Naw, the camera makes a noise that he likes.


----------



## crow (Sep 5, 2015)

They are so cute when they sleep. And yes, of course always. I get up hours before my tiel and goes to turns the lights on before leaving for work. He is impossible to wake early so I often watch him for a while. The tiny movements when he breaths and how peaceful he looks. Priceless.


----------



## Janalee (Jul 25, 2012)

*and then*

Yes, 'tiels are adorable all the time! I like to watch them snoozing, too.
Sometimes Bennie will tuck his head behind his wing like that, but I'll see his one beady little eye peering at me for a while before he goes to sleep.


----------



## gottogo (May 2, 2012)

Janalee said:


> Yes, 'tiels are adorable all the time! I like to watch them snoozing, too.
> Sometimes Bennie will tuck his head behind his wing like that, but I'll see his one beady little eye peering at me for a while before he goes to sleep.


Yep, he eyeballs me as he's dosing off too.


----------



## CaliTiels (Oct 18, 2012)

Haha, precious


----------



## TamaMoo (Jan 12, 2014)

Janalee said:


> Yes, 'tiels are adorable all the time! I like to watch them snoozing, too.
> Sometimes Bennie will tuck his head behind his wing like that, but I'll see his one beady little eye peering at me for a while before he goes to sleep.
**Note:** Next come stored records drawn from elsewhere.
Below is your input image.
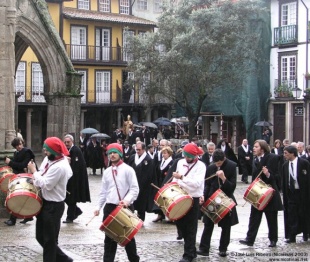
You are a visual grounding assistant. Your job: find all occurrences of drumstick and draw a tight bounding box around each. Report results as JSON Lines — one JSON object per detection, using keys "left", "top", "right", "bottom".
{"left": 151, "top": 183, "right": 160, "bottom": 190}
{"left": 85, "top": 215, "right": 96, "bottom": 226}
{"left": 205, "top": 173, "right": 217, "bottom": 181}
{"left": 66, "top": 190, "right": 71, "bottom": 195}
{"left": 256, "top": 169, "right": 264, "bottom": 179}
{"left": 165, "top": 171, "right": 179, "bottom": 184}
When Joey is napping and we wake him up, he will just give us the one beady eye, or birdie death stare, for a few seconds then go back to sleep. It is funny how often will will sit still and not get up if we want a drink or to go to the bathroom, so we won't interrupt a nap.


----------



## vampiric_conure (Jul 8, 2012)

Don't you love it when you make a noise and they're sleeping and suddenly they give you the one bird, offended birdy stare? What a way to make you guilty!


----------